Kirschenbaum A, Pacheco E, Schuval B J, Levine A C
Department of Urology, Mount Sinai Medical Center, New York, NY 10029, USA.
World J Urol. 1996;14(6):360-2. doi: 10.1007/BF00183115.
We attempted to correlate prostate volume reduction in response to finasteride treatment with initial prostate-specific antigen (PSA) levels and PSA density in men with symptomatic benign prostatic hyperplasia (BPH). The average reductions in prostatic volume (transrectal ultrasonography) were 27% and 34% after 6 and 12 months of finasteride therapy, respectively. Serum PSA levels decreased by 45% (6 months) and 50% (12 months). There was a positive correlation between initial serum PSA values and initial prostate volumes (r = 0.57, P < 0.001). There was no correlation, however, between the initial serum PSA or PSA-density values and prostate volume reduction. These data indicate that initial serum PSA and PSA-density values are not predictive of the response to finasteride therapy in terms of prostate size reduction.

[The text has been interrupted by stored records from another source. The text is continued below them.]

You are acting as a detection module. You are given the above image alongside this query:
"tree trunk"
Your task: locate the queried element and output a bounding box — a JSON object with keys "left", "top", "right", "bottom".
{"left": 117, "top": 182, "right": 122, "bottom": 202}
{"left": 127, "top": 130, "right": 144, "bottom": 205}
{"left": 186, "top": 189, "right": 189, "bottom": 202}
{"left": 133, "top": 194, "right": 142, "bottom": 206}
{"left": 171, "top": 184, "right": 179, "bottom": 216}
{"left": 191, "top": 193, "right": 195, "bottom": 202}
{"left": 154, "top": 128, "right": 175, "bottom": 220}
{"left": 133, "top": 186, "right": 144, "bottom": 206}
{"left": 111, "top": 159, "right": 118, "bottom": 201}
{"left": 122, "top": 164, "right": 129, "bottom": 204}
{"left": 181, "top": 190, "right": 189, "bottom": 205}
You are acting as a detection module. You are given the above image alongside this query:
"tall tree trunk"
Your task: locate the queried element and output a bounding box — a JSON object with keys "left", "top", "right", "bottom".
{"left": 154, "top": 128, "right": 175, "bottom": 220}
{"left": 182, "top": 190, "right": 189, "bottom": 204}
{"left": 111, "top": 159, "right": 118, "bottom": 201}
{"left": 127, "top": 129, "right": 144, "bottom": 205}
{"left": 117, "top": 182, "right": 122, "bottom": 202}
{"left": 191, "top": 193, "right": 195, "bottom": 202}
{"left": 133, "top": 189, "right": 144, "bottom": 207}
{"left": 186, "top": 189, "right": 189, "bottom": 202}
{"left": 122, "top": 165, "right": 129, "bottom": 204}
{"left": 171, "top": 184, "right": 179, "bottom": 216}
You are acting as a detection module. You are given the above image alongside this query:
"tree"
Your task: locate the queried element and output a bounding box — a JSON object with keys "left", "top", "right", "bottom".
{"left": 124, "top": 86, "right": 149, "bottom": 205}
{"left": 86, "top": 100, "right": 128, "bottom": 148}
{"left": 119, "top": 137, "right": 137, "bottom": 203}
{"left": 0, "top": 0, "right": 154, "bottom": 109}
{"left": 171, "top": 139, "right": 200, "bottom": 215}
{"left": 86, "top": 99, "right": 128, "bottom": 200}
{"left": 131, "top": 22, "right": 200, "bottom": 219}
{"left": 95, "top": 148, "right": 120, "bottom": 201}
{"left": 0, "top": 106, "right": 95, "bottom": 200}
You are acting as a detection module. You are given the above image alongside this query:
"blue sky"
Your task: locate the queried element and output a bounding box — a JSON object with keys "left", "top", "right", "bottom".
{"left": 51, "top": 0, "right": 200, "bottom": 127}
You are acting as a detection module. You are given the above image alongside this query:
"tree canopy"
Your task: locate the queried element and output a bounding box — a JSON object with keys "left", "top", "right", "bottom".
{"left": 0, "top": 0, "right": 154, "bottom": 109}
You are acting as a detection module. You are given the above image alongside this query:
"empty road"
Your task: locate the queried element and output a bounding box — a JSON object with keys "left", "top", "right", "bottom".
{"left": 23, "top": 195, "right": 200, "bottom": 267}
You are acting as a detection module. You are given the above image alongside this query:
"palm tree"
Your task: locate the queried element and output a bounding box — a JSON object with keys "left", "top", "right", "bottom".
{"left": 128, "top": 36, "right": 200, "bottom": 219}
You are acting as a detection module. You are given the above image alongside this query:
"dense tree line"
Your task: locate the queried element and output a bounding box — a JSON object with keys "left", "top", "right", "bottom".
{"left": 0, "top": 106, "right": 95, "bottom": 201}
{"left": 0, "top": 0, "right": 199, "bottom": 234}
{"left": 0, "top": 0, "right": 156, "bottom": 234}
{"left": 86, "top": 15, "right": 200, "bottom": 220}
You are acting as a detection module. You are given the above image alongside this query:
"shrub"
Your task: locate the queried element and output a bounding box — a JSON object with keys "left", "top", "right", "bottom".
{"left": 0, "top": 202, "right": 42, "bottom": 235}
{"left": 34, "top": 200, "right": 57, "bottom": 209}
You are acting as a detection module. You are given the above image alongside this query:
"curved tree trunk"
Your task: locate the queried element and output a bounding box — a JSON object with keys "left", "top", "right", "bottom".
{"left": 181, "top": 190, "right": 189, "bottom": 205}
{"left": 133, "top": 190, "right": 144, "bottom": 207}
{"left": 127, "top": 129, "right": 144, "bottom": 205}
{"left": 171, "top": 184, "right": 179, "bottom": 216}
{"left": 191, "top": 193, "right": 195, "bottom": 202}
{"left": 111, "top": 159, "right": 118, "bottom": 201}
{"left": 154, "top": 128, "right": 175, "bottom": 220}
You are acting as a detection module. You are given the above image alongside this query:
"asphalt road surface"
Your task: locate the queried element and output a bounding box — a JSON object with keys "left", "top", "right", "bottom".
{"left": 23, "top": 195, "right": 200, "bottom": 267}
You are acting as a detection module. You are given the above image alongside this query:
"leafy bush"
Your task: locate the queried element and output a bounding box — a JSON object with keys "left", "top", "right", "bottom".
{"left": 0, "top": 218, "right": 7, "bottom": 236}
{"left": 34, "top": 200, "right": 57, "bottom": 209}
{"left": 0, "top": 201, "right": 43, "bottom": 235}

我们试图将有症状的良性前列腺增生(BPH)男性患者中,非那雄胺治疗后前列腺体积的减小与初始前列腺特异性抗原(PSA)水平及PSA密度联系起来。非那雄胺治疗6个月和12个月后,前列腺体积(经直肠超声检查)的平均减小幅度分别为27%和34%。血清PSA水平在6个月时下降了45%,在12个月时下降了50%。初始血清PSA值与初始前列腺体积之间存在正相关(r = 0.57,P < 0.001)。然而,初始血清PSA或PSA密度值与前列腺体积减小之间并无相关性。这些数据表明,就前列腺体积减小而言,初始血清PSA和PSA密度值并不能预测非那雄胺治疗的反应。